Brightman's philosophical views were influenced by the thought of Borden Parker Bowne (1847-1910). Bowne, who was a Methodist philosopher, emphasized the importance of personality and self-image, and encapsulated his ideas in the expression "transcendent empiricism". By this Bowne meant that there was an existent reality beyond mere human sensory perceptions. He held to the importance of intuition in understanding reality, and upheld the role of human free will. In many ways Bowne's work on personality anticipated some of the views of Sigmund Freud, and even Albert Einstein's findings on the relativity of time and space. Bowne's emphasis on personality led to his philosophical views being known by the term "personalism".

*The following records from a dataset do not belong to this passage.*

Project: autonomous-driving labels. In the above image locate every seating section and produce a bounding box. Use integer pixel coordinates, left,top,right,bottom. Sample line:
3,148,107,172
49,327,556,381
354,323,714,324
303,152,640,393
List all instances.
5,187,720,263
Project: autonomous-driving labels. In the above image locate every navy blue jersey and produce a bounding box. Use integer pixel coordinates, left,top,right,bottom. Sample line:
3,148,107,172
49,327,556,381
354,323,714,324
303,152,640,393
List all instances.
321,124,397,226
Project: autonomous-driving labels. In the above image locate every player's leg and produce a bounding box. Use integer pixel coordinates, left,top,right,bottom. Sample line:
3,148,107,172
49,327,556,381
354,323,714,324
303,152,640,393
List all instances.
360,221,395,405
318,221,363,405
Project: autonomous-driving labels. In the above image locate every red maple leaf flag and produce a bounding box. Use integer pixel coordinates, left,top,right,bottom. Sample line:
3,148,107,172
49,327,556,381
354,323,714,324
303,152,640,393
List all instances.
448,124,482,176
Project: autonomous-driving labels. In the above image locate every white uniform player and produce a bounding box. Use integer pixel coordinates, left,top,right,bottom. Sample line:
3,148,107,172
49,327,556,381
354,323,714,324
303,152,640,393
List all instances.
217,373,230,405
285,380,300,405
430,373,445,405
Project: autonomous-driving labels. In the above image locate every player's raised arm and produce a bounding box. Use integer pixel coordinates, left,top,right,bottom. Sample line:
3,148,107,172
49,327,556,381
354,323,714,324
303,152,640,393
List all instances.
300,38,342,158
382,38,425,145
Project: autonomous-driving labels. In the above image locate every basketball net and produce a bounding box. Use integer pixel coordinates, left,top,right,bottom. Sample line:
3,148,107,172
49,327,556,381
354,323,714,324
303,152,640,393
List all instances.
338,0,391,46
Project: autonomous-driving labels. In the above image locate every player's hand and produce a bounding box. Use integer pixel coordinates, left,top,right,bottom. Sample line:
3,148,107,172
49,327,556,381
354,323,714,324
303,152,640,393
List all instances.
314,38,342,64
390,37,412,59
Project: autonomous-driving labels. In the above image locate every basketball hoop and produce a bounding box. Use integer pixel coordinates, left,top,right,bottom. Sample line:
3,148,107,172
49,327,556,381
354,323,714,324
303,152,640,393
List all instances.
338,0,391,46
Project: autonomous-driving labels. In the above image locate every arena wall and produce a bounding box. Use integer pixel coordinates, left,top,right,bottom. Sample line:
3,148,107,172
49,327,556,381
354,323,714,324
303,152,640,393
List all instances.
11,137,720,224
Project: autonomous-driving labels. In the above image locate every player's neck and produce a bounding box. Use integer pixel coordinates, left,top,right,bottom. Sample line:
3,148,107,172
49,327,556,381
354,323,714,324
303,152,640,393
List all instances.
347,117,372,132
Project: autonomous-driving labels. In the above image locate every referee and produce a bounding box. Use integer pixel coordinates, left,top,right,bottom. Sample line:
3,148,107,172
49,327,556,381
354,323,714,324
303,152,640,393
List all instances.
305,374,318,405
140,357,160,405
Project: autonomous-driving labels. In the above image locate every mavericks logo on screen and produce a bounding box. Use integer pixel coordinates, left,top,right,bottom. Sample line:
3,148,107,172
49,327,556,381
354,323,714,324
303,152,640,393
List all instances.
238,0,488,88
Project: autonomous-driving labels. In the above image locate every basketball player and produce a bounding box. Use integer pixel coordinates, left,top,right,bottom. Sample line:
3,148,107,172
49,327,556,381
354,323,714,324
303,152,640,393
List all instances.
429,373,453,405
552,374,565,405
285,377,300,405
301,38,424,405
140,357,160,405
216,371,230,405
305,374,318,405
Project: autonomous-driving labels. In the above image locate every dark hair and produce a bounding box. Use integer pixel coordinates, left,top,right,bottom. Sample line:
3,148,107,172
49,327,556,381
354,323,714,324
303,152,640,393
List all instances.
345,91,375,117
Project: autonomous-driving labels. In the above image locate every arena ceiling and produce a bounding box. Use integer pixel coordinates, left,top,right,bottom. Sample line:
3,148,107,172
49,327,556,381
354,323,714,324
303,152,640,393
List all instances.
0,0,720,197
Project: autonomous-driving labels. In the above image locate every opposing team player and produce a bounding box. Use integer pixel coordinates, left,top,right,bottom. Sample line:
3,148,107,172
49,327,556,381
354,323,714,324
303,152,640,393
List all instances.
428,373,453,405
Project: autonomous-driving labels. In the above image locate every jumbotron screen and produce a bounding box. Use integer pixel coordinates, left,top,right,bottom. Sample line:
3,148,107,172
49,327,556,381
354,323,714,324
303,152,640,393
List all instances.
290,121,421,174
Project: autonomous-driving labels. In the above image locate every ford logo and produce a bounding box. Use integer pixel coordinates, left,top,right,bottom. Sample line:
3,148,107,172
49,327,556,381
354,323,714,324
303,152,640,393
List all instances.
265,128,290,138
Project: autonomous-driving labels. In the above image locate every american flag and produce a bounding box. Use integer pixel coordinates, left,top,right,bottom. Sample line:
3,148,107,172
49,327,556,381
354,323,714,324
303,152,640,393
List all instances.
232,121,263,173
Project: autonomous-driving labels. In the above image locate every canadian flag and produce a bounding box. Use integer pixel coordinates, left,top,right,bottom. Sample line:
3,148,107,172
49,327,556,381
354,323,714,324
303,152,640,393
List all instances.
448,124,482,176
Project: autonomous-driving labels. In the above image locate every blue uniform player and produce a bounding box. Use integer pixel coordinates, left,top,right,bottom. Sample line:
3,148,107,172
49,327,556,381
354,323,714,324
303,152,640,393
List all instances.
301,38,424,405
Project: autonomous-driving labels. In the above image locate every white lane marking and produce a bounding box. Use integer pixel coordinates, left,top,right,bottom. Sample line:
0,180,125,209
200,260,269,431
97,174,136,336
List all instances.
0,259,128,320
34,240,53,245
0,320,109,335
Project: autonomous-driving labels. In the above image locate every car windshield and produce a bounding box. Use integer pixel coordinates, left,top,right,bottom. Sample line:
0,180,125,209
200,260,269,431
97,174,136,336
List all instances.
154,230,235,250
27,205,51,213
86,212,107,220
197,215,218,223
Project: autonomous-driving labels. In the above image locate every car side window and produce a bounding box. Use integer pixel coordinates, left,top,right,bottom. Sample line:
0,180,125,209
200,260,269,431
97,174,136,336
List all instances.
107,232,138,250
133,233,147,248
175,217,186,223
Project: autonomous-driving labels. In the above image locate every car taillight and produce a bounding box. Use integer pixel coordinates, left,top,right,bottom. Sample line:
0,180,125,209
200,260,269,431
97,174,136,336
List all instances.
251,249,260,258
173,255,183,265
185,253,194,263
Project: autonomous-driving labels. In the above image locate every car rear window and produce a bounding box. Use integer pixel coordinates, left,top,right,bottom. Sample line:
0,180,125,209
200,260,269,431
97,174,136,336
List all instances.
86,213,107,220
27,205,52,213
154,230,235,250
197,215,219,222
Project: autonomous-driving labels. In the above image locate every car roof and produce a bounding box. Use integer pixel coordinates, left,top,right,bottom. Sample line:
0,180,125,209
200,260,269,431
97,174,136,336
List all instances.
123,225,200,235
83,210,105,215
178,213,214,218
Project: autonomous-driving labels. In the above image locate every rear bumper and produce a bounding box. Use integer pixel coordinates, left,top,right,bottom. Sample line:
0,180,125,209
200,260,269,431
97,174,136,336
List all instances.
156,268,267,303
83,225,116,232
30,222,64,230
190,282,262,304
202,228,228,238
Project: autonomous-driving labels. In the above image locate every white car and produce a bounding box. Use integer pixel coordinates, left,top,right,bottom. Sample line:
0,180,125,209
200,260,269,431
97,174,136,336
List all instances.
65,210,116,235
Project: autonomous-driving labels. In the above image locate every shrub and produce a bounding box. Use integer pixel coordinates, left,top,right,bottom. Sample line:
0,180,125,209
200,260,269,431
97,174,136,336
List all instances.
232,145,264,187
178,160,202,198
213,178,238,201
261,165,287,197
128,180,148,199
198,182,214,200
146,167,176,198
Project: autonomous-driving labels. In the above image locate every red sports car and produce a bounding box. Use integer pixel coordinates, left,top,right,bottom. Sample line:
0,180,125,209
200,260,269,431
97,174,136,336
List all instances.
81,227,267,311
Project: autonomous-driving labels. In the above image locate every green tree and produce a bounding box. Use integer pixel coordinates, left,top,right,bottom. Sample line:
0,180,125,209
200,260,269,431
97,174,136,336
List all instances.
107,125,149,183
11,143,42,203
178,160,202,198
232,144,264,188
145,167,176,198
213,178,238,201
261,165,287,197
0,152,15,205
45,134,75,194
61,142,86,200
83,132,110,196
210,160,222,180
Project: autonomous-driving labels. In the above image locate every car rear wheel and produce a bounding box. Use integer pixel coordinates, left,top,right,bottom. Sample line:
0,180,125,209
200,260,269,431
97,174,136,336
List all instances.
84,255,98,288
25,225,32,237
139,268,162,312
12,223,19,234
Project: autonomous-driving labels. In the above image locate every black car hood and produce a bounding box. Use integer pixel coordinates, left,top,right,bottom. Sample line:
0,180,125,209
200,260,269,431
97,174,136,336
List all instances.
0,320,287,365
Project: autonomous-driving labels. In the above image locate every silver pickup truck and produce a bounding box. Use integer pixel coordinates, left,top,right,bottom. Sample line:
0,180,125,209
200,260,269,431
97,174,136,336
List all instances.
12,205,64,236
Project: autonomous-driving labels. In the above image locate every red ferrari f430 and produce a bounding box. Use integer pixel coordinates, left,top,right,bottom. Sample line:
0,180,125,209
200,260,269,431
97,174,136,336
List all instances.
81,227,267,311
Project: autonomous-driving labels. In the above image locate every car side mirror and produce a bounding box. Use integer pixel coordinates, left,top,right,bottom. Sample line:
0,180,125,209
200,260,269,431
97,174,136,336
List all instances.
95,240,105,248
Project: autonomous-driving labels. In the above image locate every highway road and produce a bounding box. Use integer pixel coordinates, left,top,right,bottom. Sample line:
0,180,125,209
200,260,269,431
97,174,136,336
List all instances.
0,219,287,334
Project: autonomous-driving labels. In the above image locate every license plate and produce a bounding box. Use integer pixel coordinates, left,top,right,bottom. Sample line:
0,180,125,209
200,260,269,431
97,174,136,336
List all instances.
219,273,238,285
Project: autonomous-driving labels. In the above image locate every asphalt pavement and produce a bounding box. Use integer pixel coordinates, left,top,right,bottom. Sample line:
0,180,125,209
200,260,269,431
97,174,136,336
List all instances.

Brightman was an advocate of Bowne's position on personality, and those who gathered around both Bowne's and Brightman's writings became known as a movement called Boston Personalism. In Brightman's system of thought the human self is the dominant metaphysical reality. His philosophical method in argument is known as rational empiricism.
In addition to building on Bowne's position, Brightman is credited with developing a metaphysical view in the philosophy of religion called finitistic theism. For Brightman God is a self-limited being whose good will though perfect is constrained by God's own nature. There is a dynamic relationship between God and the world that grows and develops, or is in process. In Brightman's thought God's purposes intend good for the world, yet pain and suffering occur. He did not argue for God having unlimited power over evil and suffering, but rather maintained that through the processes of the world and history evil will be overcome. In effect, God uses the tragedies of the creation as instruments that enable the world to reach its final goal.
Brightman's views about the growing and developing relationship between God and the world has strong affinities with process philosophy as espoused by Alfred North Whitehead and Charles Hartshorne. Indeed Hartshorne and Brightman maintained a lengthy and lively correspondence on these matters for a period of some twenty three years.